The existence of such an officially sanctioned support scheme has always been vehemently denied by ministers and officials.
However, some of the official documents released to the Dail's Public Accounts Committee last week seem to suggest that the green jersey agenda may not have been entirely a figment of IL&P's imagination. On May 7, 2008, William Beausang, a civil servant at the Department of Finance, prepared a briefing document on financial stability issues for the new Minister for Finance Brian Lenihan.

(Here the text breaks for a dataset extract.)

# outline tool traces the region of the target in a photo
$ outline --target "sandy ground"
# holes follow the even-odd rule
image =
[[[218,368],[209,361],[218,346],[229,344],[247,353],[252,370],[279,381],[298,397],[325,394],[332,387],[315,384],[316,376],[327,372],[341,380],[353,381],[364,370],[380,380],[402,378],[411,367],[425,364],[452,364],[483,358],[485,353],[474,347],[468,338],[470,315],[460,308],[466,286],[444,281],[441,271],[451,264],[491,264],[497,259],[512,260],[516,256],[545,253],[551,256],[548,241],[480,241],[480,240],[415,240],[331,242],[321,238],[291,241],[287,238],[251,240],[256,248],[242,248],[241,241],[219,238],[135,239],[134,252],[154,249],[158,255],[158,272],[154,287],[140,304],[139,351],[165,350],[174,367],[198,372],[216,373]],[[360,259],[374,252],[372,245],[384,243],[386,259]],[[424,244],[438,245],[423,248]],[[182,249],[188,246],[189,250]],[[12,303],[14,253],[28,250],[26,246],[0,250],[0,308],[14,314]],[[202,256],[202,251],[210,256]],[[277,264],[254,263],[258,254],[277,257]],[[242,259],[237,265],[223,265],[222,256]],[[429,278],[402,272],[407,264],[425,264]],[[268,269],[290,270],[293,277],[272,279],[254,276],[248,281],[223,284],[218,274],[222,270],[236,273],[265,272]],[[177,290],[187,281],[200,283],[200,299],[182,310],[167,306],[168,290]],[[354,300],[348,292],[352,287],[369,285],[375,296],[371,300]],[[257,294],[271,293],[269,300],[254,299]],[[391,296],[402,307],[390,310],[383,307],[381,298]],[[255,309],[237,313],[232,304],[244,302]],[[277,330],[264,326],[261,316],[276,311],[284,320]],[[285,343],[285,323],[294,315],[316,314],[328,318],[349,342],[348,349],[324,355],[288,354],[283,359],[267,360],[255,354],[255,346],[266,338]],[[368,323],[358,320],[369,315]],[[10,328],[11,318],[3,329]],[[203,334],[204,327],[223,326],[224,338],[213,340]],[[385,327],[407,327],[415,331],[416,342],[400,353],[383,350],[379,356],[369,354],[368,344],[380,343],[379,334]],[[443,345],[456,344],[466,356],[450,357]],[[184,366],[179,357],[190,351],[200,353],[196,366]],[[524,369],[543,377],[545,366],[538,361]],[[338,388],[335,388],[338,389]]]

After outlining the difficulties the Irish banks were experiencing in securing funding in the aftermath of the August 2007 credit crunch, the briefing document went on to state that: "The Central Bank is liaising with the major domestic banks at CEO level to explore the options that may be available for mutual support between the Irish banks in a crisis situation and to respond to any problem in small institutions in a collaborative fashion."
Then on September 22, as the crisis at Anglo was coming to a head, a meeting of several officials took place. It was attended by Beausang and another civil servant from the Department of Finance, Kevin Cardiff (who has since become secretary general of the department), John Corrigan and Oliver Whelan from the NTMA and Tony Grimes from the Central Bank.
In the official note of the meeting, which was headed "Liquidity and how to provide a 'war chest'", Grimes is quoted as saying that: "Strong view at CBFSAI [Central Bank and Financial Services Authority of Ireland] board on 21/9 that liquidity pool of authorities needs to be bigger and we need to look again at this -- Anglo already requesting seven billion facilities, and want to activate a swap with CB [Central Bank], who will not do so unless absolutely necessary."
This was followed two days later by a meeting between the Anglo boss David Drumm, Anglo's finance director Willie McAteer and the then Financial Regulator Paddy Neary. According to Anglo's record of the meeting, McAteer told Neary that the bank would be "managing" its balance sheet in the run-up to its September 3 year end; to which, according to the Anglo record, Neary replied: "Fair play to you, Willie." Anglo's version of events has been strongly disputed by the Financial Regulator's office.
What isn't in dispute is that on five separate occasions between September 26 and September 28, 2008, IL&P's Irish Life Assurance subsidiary advanced a total of €3.35bn to Anglo and that, on September 30, 2008, after the Government had unconditionally guaranteed the deposits of the Irish-owned banks, IL&P advanced a further €4bn, to bring the total to €7.35bn. By getting IL&P to route the money through ILA, Anglo was able to dress up these advances as customer rather than inter-bank deposits. This had the effect of making Anglo's balance sheet look much stronger than it really was.
While the documents published last week don't definitively prove the existence of the green jersey agenda, they certainly provide circumstantial evidence to support such a contention.
Was there in fact a green jersey agenda?
Both the PAC and the Commission of Investigation into the banking sector need to provide convincing answers to this question.